The daily note also doubles as a manual diary surface. Anything you append to today's daily/YYYY-MM-DD.md outside SuperBrain's structured zones is preserved verbatim — Obsidian users keep their freeform habits intact.

Manual capture: /superbrain:inject

Auto-capture covers the events SuperBrain can observe. But you also have thoughts the hooks don't see — a side observation while you're deep in another project, a meeting summary you want to keep, a quick reference link. /superbrain:inject takes a freeform blob, runs it through a small distiller, and routes it to the right scope automatically. Single short notes are preserved verbatim with provenance source: inject; longer multi-topic input gets split. Same vault, same router, same backlinks.

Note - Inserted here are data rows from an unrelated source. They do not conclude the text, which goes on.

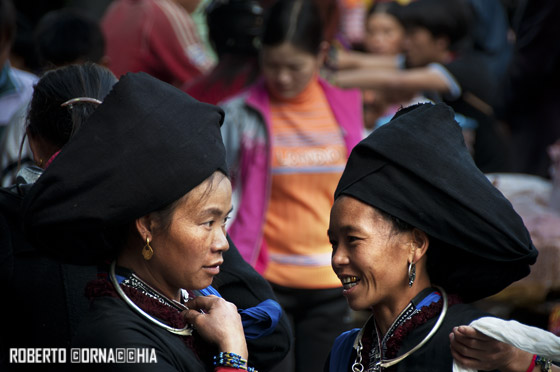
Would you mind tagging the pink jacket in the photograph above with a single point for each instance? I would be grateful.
(246, 134)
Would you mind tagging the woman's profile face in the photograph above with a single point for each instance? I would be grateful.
(384, 34)
(188, 254)
(368, 256)
(287, 70)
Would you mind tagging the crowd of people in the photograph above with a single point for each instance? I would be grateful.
(225, 184)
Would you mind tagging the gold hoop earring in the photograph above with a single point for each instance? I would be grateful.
(147, 251)
(411, 273)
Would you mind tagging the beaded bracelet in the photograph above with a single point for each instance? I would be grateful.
(545, 364)
(232, 360)
(532, 365)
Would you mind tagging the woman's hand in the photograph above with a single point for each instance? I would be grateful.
(475, 350)
(218, 322)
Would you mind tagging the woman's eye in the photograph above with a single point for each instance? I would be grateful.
(352, 239)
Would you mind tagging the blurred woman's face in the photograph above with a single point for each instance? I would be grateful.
(422, 48)
(188, 254)
(288, 70)
(384, 35)
(370, 259)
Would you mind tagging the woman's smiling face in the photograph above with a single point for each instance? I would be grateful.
(369, 256)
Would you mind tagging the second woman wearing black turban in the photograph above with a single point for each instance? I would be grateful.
(417, 232)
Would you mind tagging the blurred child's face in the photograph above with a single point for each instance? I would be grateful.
(288, 70)
(384, 34)
(422, 48)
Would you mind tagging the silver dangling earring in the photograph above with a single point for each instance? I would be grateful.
(411, 274)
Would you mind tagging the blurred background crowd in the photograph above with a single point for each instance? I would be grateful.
(496, 62)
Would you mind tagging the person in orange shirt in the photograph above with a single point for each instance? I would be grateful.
(287, 140)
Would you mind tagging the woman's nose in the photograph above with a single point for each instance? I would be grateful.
(220, 242)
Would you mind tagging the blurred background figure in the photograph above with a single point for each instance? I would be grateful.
(69, 36)
(287, 139)
(234, 28)
(16, 86)
(158, 37)
(440, 62)
(63, 36)
(531, 94)
(24, 269)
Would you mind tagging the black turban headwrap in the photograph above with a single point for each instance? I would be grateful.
(417, 168)
(144, 147)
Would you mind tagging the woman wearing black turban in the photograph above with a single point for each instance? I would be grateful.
(418, 232)
(144, 184)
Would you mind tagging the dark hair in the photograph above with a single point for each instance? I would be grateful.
(164, 215)
(7, 23)
(297, 22)
(56, 124)
(235, 26)
(389, 7)
(68, 36)
(449, 18)
(398, 225)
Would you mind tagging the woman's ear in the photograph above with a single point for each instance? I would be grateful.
(420, 243)
(144, 227)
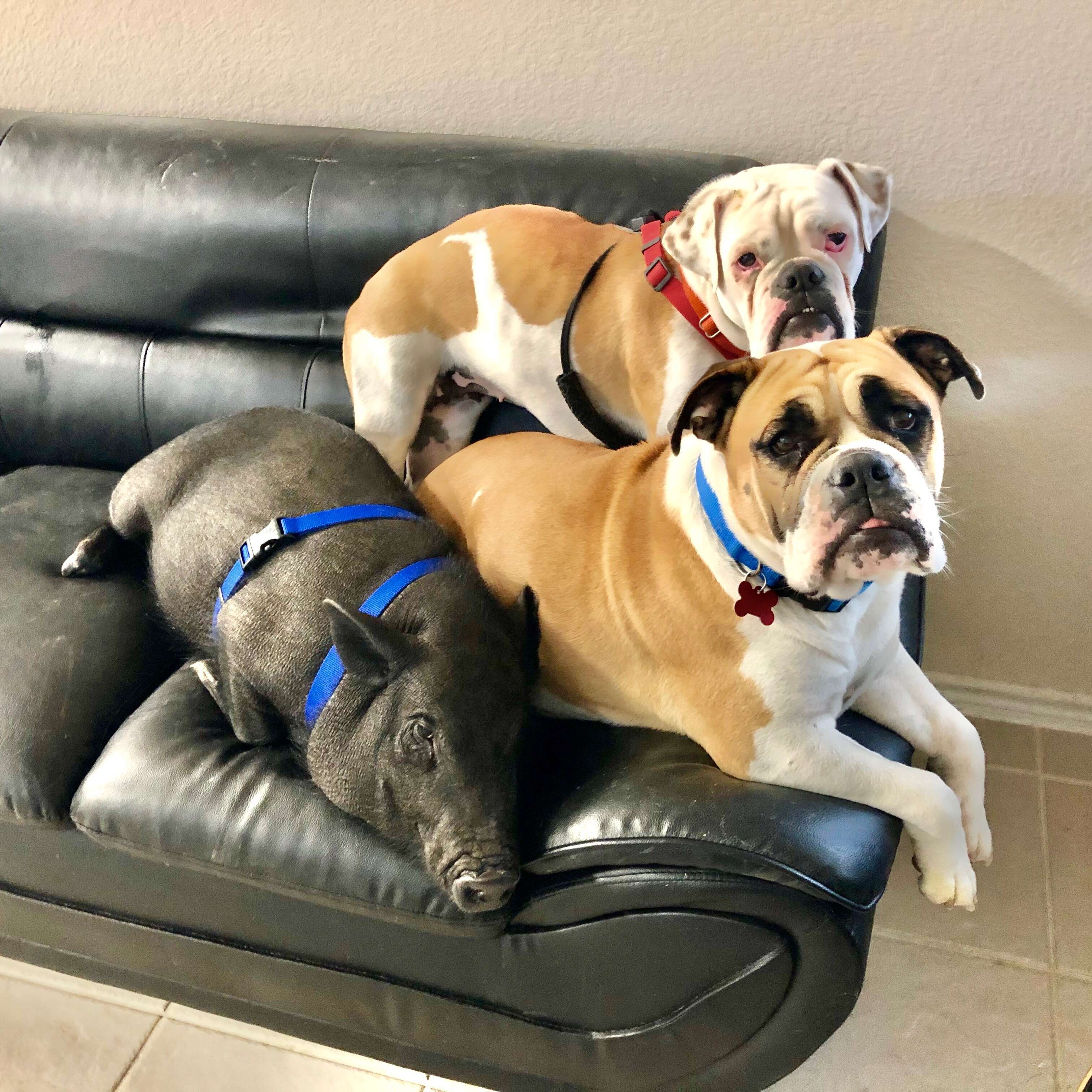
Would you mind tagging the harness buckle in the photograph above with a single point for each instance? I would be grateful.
(258, 547)
(658, 285)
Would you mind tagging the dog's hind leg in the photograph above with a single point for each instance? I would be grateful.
(905, 700)
(448, 423)
(815, 756)
(391, 381)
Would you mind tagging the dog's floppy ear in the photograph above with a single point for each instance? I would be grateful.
(694, 237)
(939, 361)
(870, 192)
(712, 402)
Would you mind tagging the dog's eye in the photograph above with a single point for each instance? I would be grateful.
(783, 444)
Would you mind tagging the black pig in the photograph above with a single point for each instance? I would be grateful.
(419, 737)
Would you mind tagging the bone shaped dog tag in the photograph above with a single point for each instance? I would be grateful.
(757, 601)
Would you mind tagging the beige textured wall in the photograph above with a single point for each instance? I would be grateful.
(982, 109)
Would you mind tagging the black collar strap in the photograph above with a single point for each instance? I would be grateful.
(573, 390)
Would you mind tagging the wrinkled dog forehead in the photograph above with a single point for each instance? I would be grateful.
(793, 196)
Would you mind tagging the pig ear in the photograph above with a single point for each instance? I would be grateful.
(868, 190)
(714, 401)
(934, 356)
(368, 647)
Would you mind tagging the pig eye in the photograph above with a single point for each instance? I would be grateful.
(419, 743)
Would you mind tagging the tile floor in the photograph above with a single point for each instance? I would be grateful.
(998, 1001)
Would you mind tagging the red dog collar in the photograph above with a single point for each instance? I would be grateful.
(675, 289)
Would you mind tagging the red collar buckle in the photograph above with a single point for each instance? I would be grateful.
(675, 289)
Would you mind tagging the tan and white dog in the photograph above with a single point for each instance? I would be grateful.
(825, 462)
(772, 253)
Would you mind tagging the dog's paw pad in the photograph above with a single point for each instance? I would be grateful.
(952, 888)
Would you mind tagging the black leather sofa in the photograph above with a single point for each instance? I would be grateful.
(674, 928)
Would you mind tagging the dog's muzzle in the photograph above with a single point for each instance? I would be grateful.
(811, 309)
(867, 491)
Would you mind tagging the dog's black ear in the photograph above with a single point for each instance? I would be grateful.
(712, 402)
(935, 358)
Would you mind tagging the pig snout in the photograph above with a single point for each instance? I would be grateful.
(478, 885)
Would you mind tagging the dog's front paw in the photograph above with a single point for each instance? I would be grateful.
(950, 887)
(980, 842)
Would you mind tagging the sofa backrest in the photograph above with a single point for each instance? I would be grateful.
(156, 273)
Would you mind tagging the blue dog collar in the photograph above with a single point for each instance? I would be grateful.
(286, 529)
(747, 560)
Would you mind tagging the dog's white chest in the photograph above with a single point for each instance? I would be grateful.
(518, 358)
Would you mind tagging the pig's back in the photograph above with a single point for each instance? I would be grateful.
(228, 480)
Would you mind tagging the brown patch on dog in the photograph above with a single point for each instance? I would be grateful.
(541, 256)
(626, 628)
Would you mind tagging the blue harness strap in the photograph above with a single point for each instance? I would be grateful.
(258, 546)
(743, 557)
(286, 529)
(332, 671)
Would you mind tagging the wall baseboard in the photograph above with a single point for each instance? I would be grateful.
(1016, 705)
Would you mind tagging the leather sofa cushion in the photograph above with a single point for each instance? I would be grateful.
(174, 784)
(633, 798)
(78, 655)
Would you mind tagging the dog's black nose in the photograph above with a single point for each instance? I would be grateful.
(863, 472)
(800, 276)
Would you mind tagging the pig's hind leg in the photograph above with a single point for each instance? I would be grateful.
(93, 554)
(128, 519)
(244, 708)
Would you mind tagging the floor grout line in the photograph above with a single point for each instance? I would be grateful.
(125, 1075)
(956, 948)
(1011, 769)
(1052, 945)
(1067, 781)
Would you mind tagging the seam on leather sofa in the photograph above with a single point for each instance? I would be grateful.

Migration: bringing your existing vault along

If you already have an Obsidian vault, /superbrain:migrate does a non-destructive import. The source vault stays read-only; SuperBrain's vault gets copies, categorized by Claude reading the source files at runtime. Your daily-note convention, your tagging system, your folder structure — preserved or remapped per your call during the migration conversation. No data lost, no surprise rewrites.

Storage: plain markdown all the way down

There is no SQLite for your notes. There is no vector DB for your notes. The search index at ~/.superbrain/index.db is incidental — derived, rebuildable from the files. Your notes are markdown files at ~/.superbrain/vault/, with YAML frontmatter and standard [[wikilinks]]. You can open them in Obsidian, grep them from your terminal, version them with git, or carry them between machines on a thumb drive. Deletes go to .trash/, never destructive. If SuperBrain disappears tomorrow, your vault is still your vault.

Install is two commands:

/plugin marketplace add m3talux/superbrain
/plugin install superbrain

No API key, no cloud account, no daemon, no scheduler, no per-project setup. The repo, full docs, and roadmap are at github.com/m3talux/superbrain.

The honest trade-off

The case against plain markdown is real. mem0's ECAI 2025 paper showed that a memory layer with LLM-driven consolidation (ADD/UPDATE/DELETE/NOOP operations on stored facts) keeps conversation memory at ~7K tokens. A naive dump blows out to ~600K — an 85× difference. Plain markdown dumps the consolidation problem on you.

SuperBrain's mitigation is that recall is project-scoped and recency-weighted, so the injection block stays small even as the vault grows. But yes — if you ran it for two years and never touched the vault, you'd accrue noise.

I accept that trade because it inverts the failure mode I care about. With claude-mem, the failure is silent — a relevant observation exists but never surfaces, and you never know it was there. With SuperBrain, the failure is visible — I can open the vault, see a relevant note, and notice it didn't make the recall block. One I can fix. The other I can't.

Key Takeaways

  • AI memory tools have solved the storage half. The unsolved half is automatic, context-aware injection at the right moment — and it's where every retrieval-augmented system in 2026 still leaks value.
  • SuperBrain's invariant: hooks capture, a detached process distills, the next SessionStart injects a project-scoped précis. No LLM on the hot path; no daemon; no API key; no cloud.
  • The capabilities compose: auto-capture, routing into six scopes, project-aware recall, daily / weekly / monthly rollups, /superbrain:inject for freeform thoughts, and /superbrain:migrate for non-destructive Obsidian vault imports.
  • Plain markdown has a real cost — the consolidation problem is yours — but it inverts the failure mode from silent to visible. Visible failures are fixable.
  • SuperBrain is MIT and open-source. The architectural idea — automatic SessionStart injection scoped to the current project — is reusable in any Claude Code plugin you'd want to build.